Schauspielerisch gibt es auch keinen Grund zum Meckern. Rick Hearst stellt den in die emotionale Zwickmühle geratenen Brian ausdrucksstark und nachvollziehbar dar und simuliert seine umfangreichen Entzugserscheinungen dem Zuschauer vollkommen glaubhaft. Jennifer Lowry konnte mich mit ihrer Darbietung als sorgende Freundin in ihren Bann ziehen. Bei ihrer Performance ist das Mitgefühl, welches sie für Brian empfindet, aber auch ihre Angst, förmlich greifbar. Als eher durchschnittlich habe ich die Leistung von Gordon McDonald in Erinnerung, welcher der Rolle von Brians intriganten Bruders zwar keine nennenswerten Impulse verleihen kann, im Großen und Ganzen aber auch nicht negativ aus der Reihe tanzt. Ein kleines Insider Schmankerl hat sich Henenlotter mit dem Cameoauftritt von Kevin Van Hentenryck als Duane Bradley einfallen lassen, der mit seinem Korb in der U-Bahn auftaucht und freundliche Grüße aus Basket Case an den Zuschauer versendet. 

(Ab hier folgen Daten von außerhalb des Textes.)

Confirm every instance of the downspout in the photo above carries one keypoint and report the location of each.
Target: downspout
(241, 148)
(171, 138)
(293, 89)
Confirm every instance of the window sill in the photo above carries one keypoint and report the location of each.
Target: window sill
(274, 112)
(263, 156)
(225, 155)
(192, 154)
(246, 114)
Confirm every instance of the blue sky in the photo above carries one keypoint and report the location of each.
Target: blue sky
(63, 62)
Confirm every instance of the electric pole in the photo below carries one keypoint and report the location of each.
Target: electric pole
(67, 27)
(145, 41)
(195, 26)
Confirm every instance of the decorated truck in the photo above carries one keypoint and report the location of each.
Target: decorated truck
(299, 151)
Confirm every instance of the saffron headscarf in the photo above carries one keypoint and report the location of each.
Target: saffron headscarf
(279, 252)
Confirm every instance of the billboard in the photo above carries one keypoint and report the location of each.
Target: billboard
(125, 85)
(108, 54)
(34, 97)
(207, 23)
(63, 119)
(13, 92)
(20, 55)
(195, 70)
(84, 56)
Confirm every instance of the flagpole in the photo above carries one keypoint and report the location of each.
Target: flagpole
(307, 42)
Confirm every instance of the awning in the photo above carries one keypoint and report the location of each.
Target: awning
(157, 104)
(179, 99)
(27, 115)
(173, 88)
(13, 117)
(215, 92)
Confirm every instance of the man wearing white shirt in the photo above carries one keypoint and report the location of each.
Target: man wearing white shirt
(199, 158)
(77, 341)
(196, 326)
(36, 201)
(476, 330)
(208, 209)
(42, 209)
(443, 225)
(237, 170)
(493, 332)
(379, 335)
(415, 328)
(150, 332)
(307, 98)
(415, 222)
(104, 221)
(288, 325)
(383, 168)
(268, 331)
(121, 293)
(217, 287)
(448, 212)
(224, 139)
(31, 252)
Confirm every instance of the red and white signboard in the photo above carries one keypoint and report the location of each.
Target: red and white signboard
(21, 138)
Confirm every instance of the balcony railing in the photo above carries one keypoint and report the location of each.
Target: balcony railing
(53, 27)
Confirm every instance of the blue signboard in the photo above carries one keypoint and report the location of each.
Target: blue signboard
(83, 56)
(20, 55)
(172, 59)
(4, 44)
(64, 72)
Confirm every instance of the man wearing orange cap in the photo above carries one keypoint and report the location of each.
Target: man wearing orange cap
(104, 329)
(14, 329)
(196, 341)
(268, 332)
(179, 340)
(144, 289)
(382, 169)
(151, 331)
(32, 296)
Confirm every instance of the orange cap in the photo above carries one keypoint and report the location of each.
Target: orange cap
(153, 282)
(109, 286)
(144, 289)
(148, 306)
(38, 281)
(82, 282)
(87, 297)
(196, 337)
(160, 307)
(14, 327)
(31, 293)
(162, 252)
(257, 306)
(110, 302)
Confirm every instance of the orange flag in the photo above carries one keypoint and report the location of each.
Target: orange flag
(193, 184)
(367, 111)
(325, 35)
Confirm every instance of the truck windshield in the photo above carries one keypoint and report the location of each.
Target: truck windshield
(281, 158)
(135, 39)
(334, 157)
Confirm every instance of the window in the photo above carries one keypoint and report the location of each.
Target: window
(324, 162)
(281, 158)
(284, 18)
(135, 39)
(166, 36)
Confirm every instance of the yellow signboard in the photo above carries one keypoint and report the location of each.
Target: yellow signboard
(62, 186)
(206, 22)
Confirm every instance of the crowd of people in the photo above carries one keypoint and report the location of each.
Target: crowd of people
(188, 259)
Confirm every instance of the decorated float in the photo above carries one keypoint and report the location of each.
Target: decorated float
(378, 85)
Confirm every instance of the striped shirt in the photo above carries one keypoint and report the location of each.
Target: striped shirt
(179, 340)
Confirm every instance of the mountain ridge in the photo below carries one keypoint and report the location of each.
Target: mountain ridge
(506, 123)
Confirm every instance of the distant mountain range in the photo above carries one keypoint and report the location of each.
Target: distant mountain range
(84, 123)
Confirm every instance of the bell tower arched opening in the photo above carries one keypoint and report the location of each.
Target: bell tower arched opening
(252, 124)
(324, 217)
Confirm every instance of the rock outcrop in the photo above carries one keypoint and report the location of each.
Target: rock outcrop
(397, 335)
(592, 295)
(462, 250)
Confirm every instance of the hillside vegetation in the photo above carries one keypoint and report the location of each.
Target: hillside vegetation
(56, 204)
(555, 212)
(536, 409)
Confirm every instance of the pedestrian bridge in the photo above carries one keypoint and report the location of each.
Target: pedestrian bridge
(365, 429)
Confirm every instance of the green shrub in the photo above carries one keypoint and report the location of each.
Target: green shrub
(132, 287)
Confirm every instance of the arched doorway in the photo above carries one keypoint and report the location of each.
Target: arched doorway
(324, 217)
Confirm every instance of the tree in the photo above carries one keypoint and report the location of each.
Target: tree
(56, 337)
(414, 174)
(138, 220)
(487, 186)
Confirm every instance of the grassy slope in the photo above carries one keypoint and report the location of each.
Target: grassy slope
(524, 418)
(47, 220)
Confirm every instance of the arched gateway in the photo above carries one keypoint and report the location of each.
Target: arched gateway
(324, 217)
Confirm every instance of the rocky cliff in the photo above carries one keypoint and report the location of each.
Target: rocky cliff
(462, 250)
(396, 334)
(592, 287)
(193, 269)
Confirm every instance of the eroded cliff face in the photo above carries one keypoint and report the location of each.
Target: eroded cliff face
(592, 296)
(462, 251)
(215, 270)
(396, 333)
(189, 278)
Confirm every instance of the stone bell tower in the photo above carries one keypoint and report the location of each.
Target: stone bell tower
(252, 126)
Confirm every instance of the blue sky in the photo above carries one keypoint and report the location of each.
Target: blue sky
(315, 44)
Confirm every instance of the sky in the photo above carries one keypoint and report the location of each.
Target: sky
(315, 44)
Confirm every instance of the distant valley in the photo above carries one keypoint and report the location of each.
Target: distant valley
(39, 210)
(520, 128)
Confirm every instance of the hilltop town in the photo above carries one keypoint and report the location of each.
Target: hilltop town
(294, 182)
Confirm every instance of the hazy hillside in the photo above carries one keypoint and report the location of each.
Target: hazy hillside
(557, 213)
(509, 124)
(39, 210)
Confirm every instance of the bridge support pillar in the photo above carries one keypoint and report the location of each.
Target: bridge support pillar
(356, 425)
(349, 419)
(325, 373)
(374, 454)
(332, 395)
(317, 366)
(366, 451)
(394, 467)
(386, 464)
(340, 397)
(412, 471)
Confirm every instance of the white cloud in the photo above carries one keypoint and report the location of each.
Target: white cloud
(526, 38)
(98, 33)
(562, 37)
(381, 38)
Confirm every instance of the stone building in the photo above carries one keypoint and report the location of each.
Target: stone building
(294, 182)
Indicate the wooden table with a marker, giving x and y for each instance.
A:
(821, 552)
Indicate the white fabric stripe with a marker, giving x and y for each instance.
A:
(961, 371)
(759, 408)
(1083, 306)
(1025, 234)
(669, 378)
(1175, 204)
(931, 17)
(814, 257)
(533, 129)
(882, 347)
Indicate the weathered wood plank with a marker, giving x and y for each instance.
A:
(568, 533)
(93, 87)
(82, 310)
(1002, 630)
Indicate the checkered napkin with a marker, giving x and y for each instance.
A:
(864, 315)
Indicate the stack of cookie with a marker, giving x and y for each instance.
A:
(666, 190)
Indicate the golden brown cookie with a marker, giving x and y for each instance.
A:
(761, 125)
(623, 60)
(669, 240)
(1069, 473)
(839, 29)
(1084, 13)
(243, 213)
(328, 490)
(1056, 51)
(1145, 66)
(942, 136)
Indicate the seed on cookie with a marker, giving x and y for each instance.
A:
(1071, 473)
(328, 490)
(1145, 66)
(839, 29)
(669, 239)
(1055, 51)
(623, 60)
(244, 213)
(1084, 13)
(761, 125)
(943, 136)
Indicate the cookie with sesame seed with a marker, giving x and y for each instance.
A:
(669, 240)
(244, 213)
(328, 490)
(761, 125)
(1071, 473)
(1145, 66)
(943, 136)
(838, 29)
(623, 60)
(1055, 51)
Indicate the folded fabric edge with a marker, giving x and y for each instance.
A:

Als "Keine Macht den Drogen" Werbefilm bzw. als abschreckendes Beispiel für Rauschmittelmissbrauch kann Elmer meines Erachtens nach nicht unbedingt herhalten, ein dezent versteckt erhobener Zeigefinger von Henenlotter lässt sich aber auch zweifelsfrei erkennen. Elmer ist ein herrlich dreckiges, brutales, düsteres aber auch komisches und abgefahrenes Stück Zelluloid. Dem Sympathisanten von trashiger Horrorkost wird ein spannendes und unterhaltsames Filmerlebnis geboten und mit etwas mehr Abwechslung in den Kills sowie einem etwas ausgiebigeren Showdown wäre für meinen persönlichen Lieblings Henenlotter durchaus auch die wertungstechnische Höchstpunktzahl möglich gewesen. MovieStar Rating: 8 von 10 Punkte.